Volume 81, Number 5, March 2008
Article Number 54005
Number of page(s) 6
Section Electromagnetism, Optics, Acoustics, Heat Transfer, Classical Mechanics, and Fluid Dynamics
Published online 19 February 2008
EPL, 81 (2008) 54005
DOI: 10.1209/0295-5075/81/54005

Universality class of fiber bundles with strong heterogeneities

R. C. Hidalgo1, K. Kovács2, 3, I. Pagonabarraga4 and F. Kun2

1  AMADE, Departament de Física and Departament de Enginyeria Mecànica de la Construcció Industrial, Universitat de Girona - Ave.
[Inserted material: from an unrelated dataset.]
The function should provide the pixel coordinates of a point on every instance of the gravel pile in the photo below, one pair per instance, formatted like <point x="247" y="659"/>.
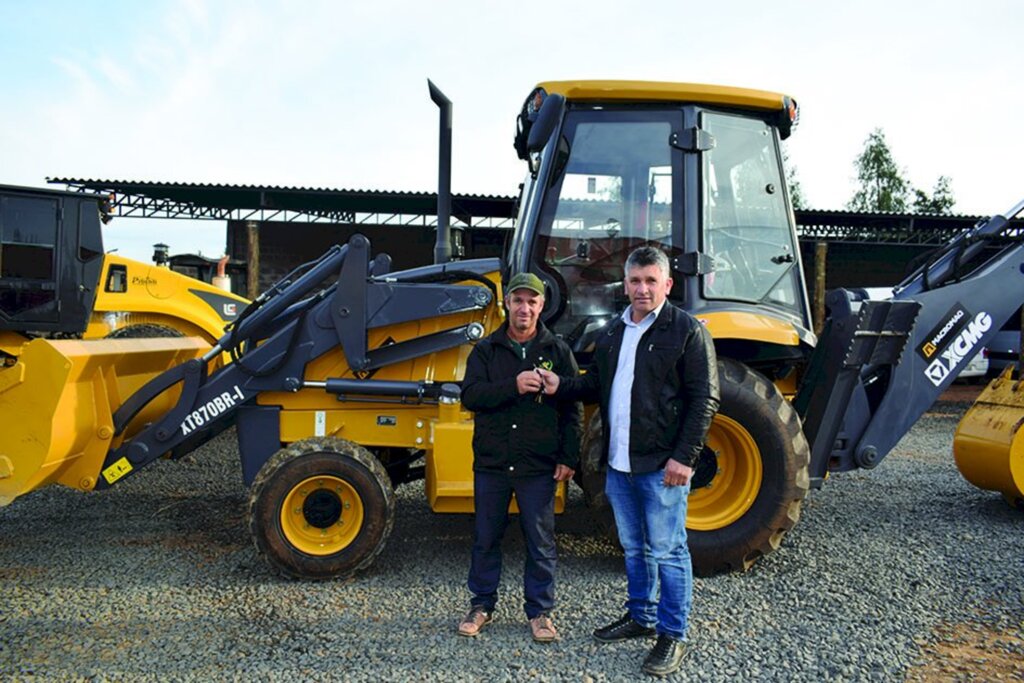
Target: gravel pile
<point x="158" y="580"/>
Montilivi s/n, E-17071 Girona, Spain
2  Department of Theoretical Physics, University of Debrecen - P.O. Box 5, H-4010 Debrecen, Hungary
3  Department of Applied Mathematics and Probability Theory, University of Debrecen P.O. Box 12, H-4010 Debrecen, Hungary
4  Departament de Física Fonamental, Universitat de Barcelona - Carrer Martí i Franqués 1, E-08028 Barcelona, Spain

received 23 August 2007; accepted in final form 18 January 2008; published March 2008
published online 19 February 2008

We study the effect of strong heterogeneities on the fracture of disordered materials using a fiber bundle model. The bundle is composed of two subsets of fibers, i.e. a fraction 0$\leqslant$$\alpha$$\leqslant$1 of fibers is unbreakable, while the remaining 1-$\alpha$ fraction is characterized by a distribution of breaking thresholds. Assuming global load sharing, we show analytically that there exists a critical fraction of the components $\alpha$c which separates two qualitatively different regimes of the system: below $\alpha$c the burst size distribution is a power law with the usual exponent $\tau$=5/2, while above $\alpha$c the exponent switches to a lower value $\tau$=9/4 and a cutoff function occurs with a diverging characteristic size. Analyzing the macroscopic response of the system we demonstrate that the transition is conditioned to disorder distributions where the constitutive curve has a single maximum and an inflexion point defining a novel universality class of breakdown phenomena.

46.50.+a - Fracture mechanics, fatigue and cracks.
62.20.M- - Structural failure of materials.
64.60.A- - Specific approaches applied to studies of phase transitions.